Странность ее психики начинают замечать другие. Однажды в гостях у знакомой, говоря о своей жизни, она падает к ней головой на колени и начинает рыдать. Вместо сочувствия знакомая испугалась: “Да разве можно быть такой нервной, Лиза?! Здесь, в Петербурге, это невозможно; вам надо лечиться…”
Правильное слово “лечиться” было произнесено. Но оно, в свою очередь, испугало саму Дьяконову. “«Нет! уверяю вас, я вовсе не такая нервная. Это я только так… потому что у себя, в интернате, никогда не показываю им ничего, меня никто не считает нервной», – с трудом говорила я, стараясь овладеть собой”.

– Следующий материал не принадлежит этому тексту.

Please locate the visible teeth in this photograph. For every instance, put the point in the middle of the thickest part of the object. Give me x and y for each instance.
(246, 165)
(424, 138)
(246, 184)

“Что за глупые создания мы, женщины! – мысленно шутит она над собой после визита. – Неисправимы! Слезы и нервы – очевидно, прирожденные средства нашего пола!”
Увы, все было намного серьезней…
“Страшная усталость”. “Устала до последней степени”. Такие фразы все чаще встречаются в петербургском дневнике. А ведь Лиза только в самом начале своей учебы. Преподаватель по курсу русской истории поощряет семинарские занятия, и Дьяконова берется сделать доклад по работе К. Д. Кавелина.
Я живо прочла ее; оставалось… изложить. Только усевшись за письменный стол, я сообразила, какую глупость я делаю, и растерялась… Боже мой, неужели же я не могу, не способна даже и на это? Ведь здесь я только излагаю, не вношу ничего своего… Неужели я так отупела за эти четыре года, что не напишу ничего? Я с ужасом чувствовала, что стою на краю какой-то пропасти и вот-вот упаду… Я мучилась и в то же время усердно писала.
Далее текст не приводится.